A major Swiss bank will pay $211 million in a deal to avoid prosecution on charges it secretly helped American clients evade U.S. taxes, the Department of Justice said Monday.
The agreement with BSI SA makes the private bank the first to come clean under a federal program that encourages overseas banks to disclose their role in suspected criminal offenses stemming from undeclared offshore accounts held by wealthy U.S. citizens.
Along with the financial penalty, BSI, one of Switzerland’s 10 largest banks, agreed to disclose
“detailed information on an account-by-account basis for every account it has in which a U.S. taxpayer has a direct or indirect interest,” said acting Associate Attorney General Stuart Delery.
Additionally, the Lugano-headquartered bank disclosed how its cross-border business for U.S.-related accounts operated, provided the name and function of those involved in the operation and turned over the total number of accounts and aggregate maximum value they held as of August 2008 and afterward.
BSI also agreed to ensure the closing within two years of all previously unreported accounts held by U.S. clients.

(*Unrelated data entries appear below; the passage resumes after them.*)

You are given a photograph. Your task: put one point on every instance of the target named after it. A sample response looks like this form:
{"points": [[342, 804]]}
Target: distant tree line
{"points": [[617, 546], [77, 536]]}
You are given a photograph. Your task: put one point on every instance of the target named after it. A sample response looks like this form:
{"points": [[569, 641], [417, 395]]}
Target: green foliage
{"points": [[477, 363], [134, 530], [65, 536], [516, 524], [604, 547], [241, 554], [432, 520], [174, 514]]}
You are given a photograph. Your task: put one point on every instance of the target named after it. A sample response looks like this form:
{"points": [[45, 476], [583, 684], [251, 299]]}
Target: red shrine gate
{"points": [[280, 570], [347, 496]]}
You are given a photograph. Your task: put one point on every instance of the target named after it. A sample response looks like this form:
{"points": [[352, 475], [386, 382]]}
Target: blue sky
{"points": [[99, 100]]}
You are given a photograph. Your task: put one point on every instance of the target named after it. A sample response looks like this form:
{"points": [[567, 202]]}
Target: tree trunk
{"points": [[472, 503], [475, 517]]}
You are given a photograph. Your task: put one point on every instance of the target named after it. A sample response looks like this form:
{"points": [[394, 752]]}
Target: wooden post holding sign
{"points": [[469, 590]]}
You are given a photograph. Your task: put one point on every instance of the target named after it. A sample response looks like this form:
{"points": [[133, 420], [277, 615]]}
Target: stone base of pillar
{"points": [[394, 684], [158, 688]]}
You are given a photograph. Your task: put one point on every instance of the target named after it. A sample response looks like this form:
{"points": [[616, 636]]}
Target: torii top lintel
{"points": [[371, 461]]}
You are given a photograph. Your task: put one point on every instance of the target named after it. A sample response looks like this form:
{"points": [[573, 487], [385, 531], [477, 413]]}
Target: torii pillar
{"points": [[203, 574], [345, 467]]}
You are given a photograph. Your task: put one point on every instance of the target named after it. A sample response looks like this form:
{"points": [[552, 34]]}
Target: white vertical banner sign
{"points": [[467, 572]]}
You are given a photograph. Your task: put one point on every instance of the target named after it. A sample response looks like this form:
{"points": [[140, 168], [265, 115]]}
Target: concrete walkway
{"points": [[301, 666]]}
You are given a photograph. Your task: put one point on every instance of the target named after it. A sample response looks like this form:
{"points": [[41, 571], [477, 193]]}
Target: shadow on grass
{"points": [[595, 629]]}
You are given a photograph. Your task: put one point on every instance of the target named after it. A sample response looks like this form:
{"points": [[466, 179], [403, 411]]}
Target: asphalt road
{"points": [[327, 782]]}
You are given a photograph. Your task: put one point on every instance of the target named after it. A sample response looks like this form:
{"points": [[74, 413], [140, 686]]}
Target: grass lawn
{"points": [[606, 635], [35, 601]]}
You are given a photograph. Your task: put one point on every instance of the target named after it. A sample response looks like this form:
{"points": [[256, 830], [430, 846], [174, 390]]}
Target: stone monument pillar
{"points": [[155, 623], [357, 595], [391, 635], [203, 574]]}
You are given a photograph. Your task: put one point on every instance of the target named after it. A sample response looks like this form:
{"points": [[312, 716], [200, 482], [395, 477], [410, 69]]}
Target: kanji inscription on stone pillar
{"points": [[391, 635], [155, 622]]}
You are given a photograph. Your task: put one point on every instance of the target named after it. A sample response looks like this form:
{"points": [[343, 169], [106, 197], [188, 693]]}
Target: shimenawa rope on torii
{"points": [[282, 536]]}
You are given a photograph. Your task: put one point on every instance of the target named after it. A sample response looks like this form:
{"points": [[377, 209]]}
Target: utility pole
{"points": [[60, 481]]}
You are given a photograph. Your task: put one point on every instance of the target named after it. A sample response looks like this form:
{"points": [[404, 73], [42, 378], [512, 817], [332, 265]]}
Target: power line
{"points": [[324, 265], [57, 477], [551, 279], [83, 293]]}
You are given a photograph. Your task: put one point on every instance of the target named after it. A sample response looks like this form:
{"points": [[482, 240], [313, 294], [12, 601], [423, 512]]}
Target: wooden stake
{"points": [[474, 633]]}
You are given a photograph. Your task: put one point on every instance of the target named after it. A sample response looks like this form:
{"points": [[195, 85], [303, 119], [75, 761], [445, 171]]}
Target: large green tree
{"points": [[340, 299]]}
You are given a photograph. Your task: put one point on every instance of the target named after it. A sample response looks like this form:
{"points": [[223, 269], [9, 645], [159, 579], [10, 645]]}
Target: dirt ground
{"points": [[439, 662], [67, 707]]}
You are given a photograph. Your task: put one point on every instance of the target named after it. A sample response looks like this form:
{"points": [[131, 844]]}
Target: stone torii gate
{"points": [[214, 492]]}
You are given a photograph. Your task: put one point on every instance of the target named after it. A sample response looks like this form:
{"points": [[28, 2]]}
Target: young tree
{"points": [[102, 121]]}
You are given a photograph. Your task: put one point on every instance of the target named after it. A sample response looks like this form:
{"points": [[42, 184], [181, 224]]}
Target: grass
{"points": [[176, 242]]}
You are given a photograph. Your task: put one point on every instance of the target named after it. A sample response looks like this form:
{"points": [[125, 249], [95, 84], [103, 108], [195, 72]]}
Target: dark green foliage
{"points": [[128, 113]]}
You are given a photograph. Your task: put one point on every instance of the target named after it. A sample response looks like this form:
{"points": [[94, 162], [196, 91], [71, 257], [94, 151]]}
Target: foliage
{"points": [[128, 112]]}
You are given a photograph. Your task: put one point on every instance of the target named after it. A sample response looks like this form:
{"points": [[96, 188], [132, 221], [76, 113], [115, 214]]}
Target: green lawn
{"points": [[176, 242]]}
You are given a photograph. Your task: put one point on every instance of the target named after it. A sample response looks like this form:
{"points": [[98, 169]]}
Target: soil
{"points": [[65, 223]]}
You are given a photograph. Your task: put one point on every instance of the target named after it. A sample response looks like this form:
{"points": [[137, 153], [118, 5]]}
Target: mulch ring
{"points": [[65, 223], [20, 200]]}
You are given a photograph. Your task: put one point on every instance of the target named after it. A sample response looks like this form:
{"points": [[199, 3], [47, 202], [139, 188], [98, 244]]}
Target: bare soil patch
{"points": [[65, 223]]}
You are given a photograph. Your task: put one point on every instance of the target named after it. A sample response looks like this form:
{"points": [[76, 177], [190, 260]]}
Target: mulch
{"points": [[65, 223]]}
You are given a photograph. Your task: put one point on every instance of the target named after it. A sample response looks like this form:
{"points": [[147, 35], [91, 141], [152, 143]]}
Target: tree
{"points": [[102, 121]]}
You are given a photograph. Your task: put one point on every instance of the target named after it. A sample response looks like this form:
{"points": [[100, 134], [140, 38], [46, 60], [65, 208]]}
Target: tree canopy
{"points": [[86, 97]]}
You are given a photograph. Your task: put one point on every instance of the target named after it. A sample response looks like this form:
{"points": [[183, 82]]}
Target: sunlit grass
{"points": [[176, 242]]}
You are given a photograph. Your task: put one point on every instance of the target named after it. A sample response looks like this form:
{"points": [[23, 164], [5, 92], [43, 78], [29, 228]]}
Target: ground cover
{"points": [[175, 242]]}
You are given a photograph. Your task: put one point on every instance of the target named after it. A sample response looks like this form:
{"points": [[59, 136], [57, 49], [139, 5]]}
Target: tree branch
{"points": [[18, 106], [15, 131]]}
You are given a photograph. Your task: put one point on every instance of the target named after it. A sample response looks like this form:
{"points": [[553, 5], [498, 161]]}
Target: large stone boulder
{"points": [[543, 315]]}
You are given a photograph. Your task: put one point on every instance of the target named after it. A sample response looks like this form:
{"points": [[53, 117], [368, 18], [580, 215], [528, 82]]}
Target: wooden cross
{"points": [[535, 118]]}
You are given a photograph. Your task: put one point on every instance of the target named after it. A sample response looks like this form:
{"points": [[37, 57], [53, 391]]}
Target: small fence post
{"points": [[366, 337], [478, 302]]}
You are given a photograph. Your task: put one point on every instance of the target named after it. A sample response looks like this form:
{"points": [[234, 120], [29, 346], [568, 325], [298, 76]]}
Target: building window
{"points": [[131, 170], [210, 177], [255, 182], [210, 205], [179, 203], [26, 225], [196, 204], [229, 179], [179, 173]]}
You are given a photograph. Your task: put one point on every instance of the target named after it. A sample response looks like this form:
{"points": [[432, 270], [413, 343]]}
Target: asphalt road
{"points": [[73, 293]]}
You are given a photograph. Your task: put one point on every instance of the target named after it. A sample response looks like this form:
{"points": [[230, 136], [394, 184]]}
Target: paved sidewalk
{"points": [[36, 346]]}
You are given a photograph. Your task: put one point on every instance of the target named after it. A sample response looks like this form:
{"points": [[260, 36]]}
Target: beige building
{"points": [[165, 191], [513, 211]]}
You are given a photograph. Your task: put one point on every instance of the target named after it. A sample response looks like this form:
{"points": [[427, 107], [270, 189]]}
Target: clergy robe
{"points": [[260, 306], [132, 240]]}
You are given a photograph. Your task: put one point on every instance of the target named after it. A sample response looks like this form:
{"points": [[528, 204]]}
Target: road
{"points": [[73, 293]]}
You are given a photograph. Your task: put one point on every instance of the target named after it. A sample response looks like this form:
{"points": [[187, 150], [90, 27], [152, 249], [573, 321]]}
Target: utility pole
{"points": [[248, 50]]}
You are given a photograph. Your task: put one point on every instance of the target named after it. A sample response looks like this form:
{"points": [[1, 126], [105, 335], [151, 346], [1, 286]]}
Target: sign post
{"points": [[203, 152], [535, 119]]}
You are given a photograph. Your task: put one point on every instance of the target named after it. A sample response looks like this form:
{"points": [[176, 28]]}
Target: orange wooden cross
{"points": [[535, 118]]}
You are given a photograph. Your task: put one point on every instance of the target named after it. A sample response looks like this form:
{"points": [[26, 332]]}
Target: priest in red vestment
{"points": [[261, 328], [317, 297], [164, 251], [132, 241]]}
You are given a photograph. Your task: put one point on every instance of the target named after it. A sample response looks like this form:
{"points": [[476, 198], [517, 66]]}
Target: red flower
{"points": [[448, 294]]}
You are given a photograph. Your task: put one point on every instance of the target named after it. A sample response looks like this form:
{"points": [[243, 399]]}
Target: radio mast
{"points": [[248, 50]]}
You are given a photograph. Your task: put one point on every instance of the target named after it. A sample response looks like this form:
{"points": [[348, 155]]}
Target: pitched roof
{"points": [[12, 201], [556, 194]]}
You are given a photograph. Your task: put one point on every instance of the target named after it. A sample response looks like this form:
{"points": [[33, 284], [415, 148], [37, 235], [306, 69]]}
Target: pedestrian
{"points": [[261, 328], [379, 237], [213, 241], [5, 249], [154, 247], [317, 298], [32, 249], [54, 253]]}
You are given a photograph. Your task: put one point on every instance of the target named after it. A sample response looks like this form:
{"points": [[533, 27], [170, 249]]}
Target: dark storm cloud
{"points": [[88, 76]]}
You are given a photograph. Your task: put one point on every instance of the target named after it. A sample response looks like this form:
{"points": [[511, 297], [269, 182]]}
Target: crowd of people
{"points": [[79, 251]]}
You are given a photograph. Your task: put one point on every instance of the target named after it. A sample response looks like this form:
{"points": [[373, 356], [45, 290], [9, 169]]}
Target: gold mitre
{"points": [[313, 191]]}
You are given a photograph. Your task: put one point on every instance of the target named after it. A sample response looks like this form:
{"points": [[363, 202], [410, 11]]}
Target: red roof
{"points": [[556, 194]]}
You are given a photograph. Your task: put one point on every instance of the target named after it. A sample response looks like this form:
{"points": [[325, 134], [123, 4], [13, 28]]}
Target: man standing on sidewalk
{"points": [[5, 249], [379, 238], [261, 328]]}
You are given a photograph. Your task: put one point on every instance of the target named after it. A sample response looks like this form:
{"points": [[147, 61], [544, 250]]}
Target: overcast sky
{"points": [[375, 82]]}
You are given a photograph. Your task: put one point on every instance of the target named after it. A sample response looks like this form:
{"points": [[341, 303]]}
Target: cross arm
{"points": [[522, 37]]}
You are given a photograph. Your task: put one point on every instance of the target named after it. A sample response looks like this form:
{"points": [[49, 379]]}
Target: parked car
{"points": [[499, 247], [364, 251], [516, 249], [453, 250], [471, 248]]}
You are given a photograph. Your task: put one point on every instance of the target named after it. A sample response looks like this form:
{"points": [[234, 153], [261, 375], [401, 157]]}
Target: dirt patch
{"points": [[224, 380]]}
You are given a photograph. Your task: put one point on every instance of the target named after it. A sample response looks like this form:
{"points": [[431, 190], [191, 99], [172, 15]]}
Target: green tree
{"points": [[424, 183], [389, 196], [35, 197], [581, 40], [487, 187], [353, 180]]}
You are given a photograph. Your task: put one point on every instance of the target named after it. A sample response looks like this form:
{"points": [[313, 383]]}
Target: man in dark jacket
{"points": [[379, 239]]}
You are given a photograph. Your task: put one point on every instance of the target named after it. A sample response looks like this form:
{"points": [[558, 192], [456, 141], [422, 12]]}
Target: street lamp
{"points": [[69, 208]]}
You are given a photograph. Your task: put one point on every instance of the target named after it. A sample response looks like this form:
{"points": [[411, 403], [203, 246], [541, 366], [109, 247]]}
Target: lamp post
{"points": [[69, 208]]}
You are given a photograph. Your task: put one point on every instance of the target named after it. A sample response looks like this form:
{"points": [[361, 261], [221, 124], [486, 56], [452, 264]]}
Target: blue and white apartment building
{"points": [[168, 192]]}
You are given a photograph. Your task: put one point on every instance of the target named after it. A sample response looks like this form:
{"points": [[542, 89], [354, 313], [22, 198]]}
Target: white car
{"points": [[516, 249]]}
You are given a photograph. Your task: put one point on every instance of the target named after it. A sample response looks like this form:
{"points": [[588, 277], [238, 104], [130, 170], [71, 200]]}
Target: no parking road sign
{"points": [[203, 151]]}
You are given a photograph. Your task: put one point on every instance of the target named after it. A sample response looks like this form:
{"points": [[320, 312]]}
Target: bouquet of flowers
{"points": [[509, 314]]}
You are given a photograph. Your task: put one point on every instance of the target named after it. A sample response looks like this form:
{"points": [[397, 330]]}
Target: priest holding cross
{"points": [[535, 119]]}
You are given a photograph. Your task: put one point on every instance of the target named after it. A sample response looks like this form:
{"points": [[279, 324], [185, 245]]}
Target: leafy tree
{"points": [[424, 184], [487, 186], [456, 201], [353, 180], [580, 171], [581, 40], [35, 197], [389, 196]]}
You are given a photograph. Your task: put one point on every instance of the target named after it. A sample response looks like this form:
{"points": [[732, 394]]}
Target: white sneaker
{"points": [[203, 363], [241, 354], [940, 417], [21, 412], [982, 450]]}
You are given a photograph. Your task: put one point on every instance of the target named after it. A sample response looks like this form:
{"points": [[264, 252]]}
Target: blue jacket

The deal marks the latest development in a multiyear federal crackdown on offshore tax evasion on income secretly held in offshore accounts by wealthy Americans.
Federal tax laws require taxpayers to disclose overseas accounts and the assets and income they contain to the IRS. Despite that mandate, a 2008 Senate report estimated that offshore tax evasion costs the U.S. Treasury at least $100 billion annually.
“BSI is the first bank to sign a non-prosecution agreement under the Swiss Bank Program, but it will not be the last,” said Delery.
By entering the non-prosecution agreement, “BSI resolves its liability with the DOJ arising from its legacy U.S. private banking cross-border business,” the bank said in a statement issued Monday.
BSI said the bank’s net profit “was significantly impacted by the penalty payment,” and stood at 2.2 million Swiss francs, or nearly $2.3 million.
The agreement facilitates the completion of BSI’s pending acquisition by Banco BTG Pactual SA, an investment bank and asset manager whose website describes it as having a dominant franchise in Latin America.
The Department of Justice program applied only to Swiss banks that weren’t already under investigation by federal prosecutors and the IRS. It was designed to encourage cooperation about which the DOJ “had little or no information,” operated overseas and acknowledged a role in concealing accounts involved in U.S. tax evasion, said acting Assistant Attorney General Caroline Ciraolo.